Ending Homelessness is No Longer a BHAG
If you’ve ever read Jim Collins work then BHAG is familiar to you. For those who don’t know, it stands for Big Hairy Audacious Goal. It’s supposed to describe a strategy that may seem improbable to the world but certainly within the realm of possibility to those on the inside. The idea that we, as a society, can end homelessness has often been referred to as a “pipe dream,” “pie in the sky thinking” or just plain crazy. But at the Men’s Shelter of Charlotte, ending homeless is not only possible, it’s probable, and we’re already doing it. National statistics show that homelessness is decreasing. According to The State of Homelessness in America 2014, published in May by the National Alliance to End Homelessness, overall homelessness decreased nationally by almost 4% from 2012 to 2013. Furthermore, homelessness decreased in “every major subpopulation – families (7 percent), chronically homeless individuals (7.3 percent), and veterans (7.3 percent). In North Carolina during the same period, overall homelessness has dropped by 10%, with homelessness among veterans down by 20%. What about Charlotte? The National Alliance report doesn’t drill down that far, but our local community’s point-in-time count of people experiencing homelessness, conducted this past January, demonstrated even greater progress.
At the Men’s Shelter our mission is to provide safe emergency shelter while working to end homelessness for each man. When we developed this mission statement almost 5 years ago, we certainly thought it was a BHAG. We soon realized that BHAGs with strategic focus begin to lose the “big,” “hairy,” and even “audacious” aspects and what’s left is what’s most important – a goal! As we begin our new fiscal year on July 1st, we’re proud of the fact that 500 men moved into more appropriate housing over the past 12 months and that only 2% returned to our shelters. We’re even more excited that in the coming 12 months our GOAL is to move 500 more men into appropriate housing, help 500 men increase their income through benefits and employment, and provide support so men who successfully leave the shelter don’t have to return. Since 2012, we’ve reduced the number of men coming into emergency shelter in our community by 57%. We plan to continue that trend in 2014-2015 and beyond. Not a BHAG at all. By focusing intentionally on Income + Housing + Support, our mission of ending homelessness is actually happening now.
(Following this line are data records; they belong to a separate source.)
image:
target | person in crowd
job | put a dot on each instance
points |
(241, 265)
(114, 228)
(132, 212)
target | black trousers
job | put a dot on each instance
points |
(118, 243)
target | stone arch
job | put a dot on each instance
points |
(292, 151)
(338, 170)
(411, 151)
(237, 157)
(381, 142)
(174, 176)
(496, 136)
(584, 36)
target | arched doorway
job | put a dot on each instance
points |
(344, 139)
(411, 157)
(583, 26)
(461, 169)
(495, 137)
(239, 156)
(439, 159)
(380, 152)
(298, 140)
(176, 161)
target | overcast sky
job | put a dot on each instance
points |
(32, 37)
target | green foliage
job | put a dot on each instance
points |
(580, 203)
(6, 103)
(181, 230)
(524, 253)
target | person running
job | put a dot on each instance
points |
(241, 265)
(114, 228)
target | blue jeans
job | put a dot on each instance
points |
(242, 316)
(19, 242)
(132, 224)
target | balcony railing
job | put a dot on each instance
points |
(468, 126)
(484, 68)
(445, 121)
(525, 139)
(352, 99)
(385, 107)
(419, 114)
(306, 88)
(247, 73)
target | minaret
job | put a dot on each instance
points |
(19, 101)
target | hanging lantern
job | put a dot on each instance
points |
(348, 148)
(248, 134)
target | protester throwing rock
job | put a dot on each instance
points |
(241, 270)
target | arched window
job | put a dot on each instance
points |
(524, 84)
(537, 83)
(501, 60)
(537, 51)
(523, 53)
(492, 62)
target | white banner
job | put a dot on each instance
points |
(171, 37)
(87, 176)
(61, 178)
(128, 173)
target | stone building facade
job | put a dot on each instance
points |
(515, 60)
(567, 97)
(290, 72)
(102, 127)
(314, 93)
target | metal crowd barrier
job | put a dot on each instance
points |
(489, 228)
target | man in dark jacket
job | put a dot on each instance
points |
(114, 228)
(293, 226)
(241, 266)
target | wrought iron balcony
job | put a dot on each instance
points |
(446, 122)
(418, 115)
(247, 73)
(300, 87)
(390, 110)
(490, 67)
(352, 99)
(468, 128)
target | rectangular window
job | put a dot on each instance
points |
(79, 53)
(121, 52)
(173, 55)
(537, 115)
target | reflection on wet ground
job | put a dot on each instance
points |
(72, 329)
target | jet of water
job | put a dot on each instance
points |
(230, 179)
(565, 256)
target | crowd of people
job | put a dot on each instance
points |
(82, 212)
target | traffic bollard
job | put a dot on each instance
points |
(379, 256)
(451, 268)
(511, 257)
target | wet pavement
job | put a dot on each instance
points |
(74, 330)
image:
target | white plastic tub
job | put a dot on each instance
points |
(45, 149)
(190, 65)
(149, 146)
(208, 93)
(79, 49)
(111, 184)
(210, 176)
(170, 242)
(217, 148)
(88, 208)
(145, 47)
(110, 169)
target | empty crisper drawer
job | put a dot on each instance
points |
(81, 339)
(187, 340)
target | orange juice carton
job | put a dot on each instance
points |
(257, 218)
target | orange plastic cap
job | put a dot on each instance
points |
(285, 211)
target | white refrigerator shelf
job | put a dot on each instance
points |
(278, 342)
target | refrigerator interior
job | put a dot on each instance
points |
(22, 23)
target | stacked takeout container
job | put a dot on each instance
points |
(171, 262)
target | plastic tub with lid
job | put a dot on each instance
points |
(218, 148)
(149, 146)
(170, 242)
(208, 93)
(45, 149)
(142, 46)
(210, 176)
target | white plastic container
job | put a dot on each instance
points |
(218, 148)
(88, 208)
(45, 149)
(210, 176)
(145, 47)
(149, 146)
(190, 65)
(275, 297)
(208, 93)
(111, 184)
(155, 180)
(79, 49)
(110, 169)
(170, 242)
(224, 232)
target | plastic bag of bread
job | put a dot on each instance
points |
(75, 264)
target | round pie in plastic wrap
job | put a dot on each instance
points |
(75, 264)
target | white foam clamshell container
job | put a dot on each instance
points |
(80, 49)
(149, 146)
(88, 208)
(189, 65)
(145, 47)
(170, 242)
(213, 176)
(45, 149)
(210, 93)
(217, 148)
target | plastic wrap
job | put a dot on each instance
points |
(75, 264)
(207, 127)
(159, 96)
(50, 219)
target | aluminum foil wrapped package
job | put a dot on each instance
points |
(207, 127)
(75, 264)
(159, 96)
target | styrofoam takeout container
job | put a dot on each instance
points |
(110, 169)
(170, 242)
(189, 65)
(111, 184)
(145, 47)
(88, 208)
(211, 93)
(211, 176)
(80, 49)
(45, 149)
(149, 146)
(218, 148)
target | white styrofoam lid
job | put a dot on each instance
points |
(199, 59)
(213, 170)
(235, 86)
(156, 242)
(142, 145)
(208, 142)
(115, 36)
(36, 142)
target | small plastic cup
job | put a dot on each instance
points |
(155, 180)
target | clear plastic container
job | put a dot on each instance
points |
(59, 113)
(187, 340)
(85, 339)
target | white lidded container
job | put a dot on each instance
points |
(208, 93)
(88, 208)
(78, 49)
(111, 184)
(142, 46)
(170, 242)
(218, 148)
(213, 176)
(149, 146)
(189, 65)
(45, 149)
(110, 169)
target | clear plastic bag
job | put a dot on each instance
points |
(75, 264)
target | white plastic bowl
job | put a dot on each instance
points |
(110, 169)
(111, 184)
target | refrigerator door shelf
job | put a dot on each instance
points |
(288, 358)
In September 2008 I became the Executive Director of the Men's Shelter of Charlotte. I've spent almost 15 years working to end homelessness in North Carolina. After working with homeless and runaway youth in Raleigh, I served as the Director of the South Wilmington Street Center (men's shelter) in Wake County and then worked on Orange County's 10 Year Plan to End Homelessness. I am a former board chair for the North Carolina Coalition to End Homelessness and former chair of the Homeless Services Network in Charlotte. In 2014 I served as the partner agency representative on the United Way Central Carolinas board of directors.